I told him: ‘When you told me I should assume we've made love, assume my seduction of you has been successful, and that I should share my sexual fantasies about you, you show me the weakness at the core of your cool stance. I can't abide that pose. I need a friend, a brilliant friend who can really help me – because I need help, tons of it. This is why I invited you to this sordid place, to tell you all this so we can decide where we go from here. I couldn't tell you any of this from the couch in your office. Maybe that's part of my neurosis, that I needed to tell it to you here in this awful room face to face.’
I started to cry. I sobbed. He moved to me, held me in his arms. Then I could feel him sobbing, too. We wept together.
‘I care for you,’ he told me.
‘I know you do. Please know I feel the same way.’
‘But it's impossible. You understand?’
‘Yes. But maybe that's the best part of it somehow.’
We hugged each other, wept upon each other, and I felt so close to him then, so fine and close. It was the most moving experience I've had in a long time. And the strangest part was I hadn't planned it this way. I told him that, too.’
‘Truth is I don't know what was in my mind when I asked you here. I didn't know myself till I opened the door and saw you standing there so fearful and grave.’
‘This is wrong yet it feels so right. That's what I don't understand.’
‘Don't' try to understand it, Doctor,’ I urged. ‘Just keep feeling it the way we're doing.’
And at that we hugged and sobbed some more.
When we finally let each other go, our eyes clear and smiles on our lips, he said he owed me an apology. I told him he didn't, but he insisted.

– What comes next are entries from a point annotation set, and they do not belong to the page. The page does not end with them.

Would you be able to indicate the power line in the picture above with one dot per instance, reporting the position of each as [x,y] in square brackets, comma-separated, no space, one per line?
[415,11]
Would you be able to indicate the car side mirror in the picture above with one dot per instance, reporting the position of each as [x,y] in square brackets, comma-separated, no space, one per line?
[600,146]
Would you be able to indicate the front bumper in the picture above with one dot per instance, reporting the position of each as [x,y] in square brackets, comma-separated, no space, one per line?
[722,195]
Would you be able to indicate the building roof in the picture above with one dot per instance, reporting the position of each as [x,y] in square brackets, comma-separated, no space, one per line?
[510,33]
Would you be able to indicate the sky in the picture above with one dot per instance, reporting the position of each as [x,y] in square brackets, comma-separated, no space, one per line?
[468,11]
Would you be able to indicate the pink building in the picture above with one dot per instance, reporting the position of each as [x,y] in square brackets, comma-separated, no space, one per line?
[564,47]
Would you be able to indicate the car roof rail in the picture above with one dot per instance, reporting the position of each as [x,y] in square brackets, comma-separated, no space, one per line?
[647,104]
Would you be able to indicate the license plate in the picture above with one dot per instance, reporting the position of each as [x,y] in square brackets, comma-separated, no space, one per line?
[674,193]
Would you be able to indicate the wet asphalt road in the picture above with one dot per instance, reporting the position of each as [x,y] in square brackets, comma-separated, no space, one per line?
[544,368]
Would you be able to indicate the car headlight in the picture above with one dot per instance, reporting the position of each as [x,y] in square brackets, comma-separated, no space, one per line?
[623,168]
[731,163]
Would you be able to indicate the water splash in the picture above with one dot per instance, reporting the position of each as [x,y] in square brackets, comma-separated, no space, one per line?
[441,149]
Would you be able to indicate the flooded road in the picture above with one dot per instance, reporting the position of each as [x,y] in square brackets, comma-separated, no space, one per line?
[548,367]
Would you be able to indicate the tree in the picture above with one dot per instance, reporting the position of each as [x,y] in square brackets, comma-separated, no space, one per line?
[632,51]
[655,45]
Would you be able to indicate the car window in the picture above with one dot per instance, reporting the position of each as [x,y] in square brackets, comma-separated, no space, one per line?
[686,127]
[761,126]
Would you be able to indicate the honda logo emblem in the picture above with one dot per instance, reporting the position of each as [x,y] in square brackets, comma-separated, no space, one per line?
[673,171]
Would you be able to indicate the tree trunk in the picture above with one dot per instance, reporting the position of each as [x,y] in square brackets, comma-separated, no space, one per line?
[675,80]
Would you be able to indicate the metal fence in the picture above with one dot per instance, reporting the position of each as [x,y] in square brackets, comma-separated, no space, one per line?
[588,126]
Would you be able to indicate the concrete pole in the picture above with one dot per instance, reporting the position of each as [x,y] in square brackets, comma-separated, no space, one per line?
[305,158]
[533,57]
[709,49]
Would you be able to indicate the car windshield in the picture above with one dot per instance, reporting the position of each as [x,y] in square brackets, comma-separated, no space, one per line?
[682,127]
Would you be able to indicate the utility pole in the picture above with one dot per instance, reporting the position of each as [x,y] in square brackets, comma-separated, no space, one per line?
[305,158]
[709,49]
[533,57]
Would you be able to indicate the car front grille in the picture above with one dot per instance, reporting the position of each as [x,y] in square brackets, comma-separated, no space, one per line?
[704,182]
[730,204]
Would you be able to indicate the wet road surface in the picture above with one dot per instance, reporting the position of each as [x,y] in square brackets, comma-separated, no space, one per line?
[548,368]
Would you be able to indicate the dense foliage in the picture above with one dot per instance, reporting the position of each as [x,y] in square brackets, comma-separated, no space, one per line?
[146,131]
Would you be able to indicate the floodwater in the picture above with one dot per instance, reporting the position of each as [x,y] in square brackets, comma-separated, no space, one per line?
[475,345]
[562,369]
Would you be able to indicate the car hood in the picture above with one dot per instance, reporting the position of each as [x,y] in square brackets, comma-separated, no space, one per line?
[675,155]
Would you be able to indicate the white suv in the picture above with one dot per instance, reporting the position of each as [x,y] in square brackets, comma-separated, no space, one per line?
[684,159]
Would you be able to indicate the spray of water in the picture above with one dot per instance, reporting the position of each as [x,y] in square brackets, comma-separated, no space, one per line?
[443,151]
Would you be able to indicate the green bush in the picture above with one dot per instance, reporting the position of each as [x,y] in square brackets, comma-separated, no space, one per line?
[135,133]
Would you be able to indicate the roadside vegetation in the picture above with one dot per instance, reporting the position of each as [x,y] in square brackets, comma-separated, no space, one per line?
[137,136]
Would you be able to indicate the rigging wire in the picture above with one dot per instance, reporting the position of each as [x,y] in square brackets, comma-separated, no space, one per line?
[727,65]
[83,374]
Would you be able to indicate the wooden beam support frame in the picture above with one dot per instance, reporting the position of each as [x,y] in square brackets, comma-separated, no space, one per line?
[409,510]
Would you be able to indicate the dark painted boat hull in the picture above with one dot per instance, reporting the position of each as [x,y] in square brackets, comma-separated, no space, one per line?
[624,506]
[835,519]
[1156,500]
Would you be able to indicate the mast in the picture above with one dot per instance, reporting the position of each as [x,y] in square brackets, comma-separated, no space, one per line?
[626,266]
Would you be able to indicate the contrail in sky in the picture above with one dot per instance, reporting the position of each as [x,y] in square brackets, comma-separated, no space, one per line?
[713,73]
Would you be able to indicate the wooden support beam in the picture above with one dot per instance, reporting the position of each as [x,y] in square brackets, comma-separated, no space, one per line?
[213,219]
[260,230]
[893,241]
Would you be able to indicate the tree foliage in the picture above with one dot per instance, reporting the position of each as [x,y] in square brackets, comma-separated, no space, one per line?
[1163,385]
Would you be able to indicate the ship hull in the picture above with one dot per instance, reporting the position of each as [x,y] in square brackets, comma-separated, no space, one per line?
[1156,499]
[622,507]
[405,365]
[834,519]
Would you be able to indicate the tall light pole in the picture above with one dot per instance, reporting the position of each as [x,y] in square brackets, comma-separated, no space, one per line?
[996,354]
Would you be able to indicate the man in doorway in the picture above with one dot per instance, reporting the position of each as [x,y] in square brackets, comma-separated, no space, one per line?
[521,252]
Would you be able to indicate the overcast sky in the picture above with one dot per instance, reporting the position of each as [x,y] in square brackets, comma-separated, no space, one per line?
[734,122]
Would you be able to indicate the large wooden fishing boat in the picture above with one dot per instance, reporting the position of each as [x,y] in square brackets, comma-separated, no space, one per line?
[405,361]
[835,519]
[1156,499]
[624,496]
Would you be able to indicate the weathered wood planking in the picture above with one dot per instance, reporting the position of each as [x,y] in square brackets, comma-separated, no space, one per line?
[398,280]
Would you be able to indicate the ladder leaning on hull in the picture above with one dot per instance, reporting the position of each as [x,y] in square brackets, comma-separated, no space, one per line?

‘When you first came to me, I recognized you were an extraordinary woman, but then I got bogged down thinking of you as a fascinating case rather than as a deeply troubled person in need of help. I thought too much about how I was going to write up your case, well-disguised of course, and that led me astray. I forgot that I'm a healer first of all, that feelings and compassion are my most effective tools, not theory and technique. I put personal ambition ahead of my oath to heal. I want you to know I'm not going to write up your case, rather I'm going to put all my efforts into working with you to solve your dream and free you of its tyranny.’
I told him that hearing that from him was more that I could have wished for. I told him I was so glad he held me and allowed me to hold him. ‘I needed to touch you,’ I said. ‘Sex is for pleasure, but I think to hold each other like we just have is deeper and better. Thanks so much for coming today.’
‘And will you come to me Friday at the usual time?’
‘Oh, yes, Doctor – you can be sure!’
We laughed, stood, embraced again. Then he left, and I lay down and cried by myself. I felt so moved by what had happened, the strangeness of it. Perhaps, I thought, there is some hope for me yet. And now I know the next right thing for me to do is to set T free as gently as I can.
As I put the diary down, all sorts of feelings flood in. First, pride in Dad that he didn't give in to his lust, didn't make love to his patient, rather discovered a truth in his experience with her that seriously altered his approach to his work. Second, enormous admiration for Barbara, her vulnerability and also her restraint. When the chips were down, she stopped playing power games and gave into the decent impulses that had always flowed beneath the hard surface she showed the world. Yes, I feel proud of them both.
In this passage, I see each of them reaching for redemption and attaining it. And I think: It must have been the kind of expression on Dad's face, engendered by his strange meeting with Barbara that afternoon, that Kate Evans saw when he left the room and came down the stairs and their eyes met as she viewed him from the pool.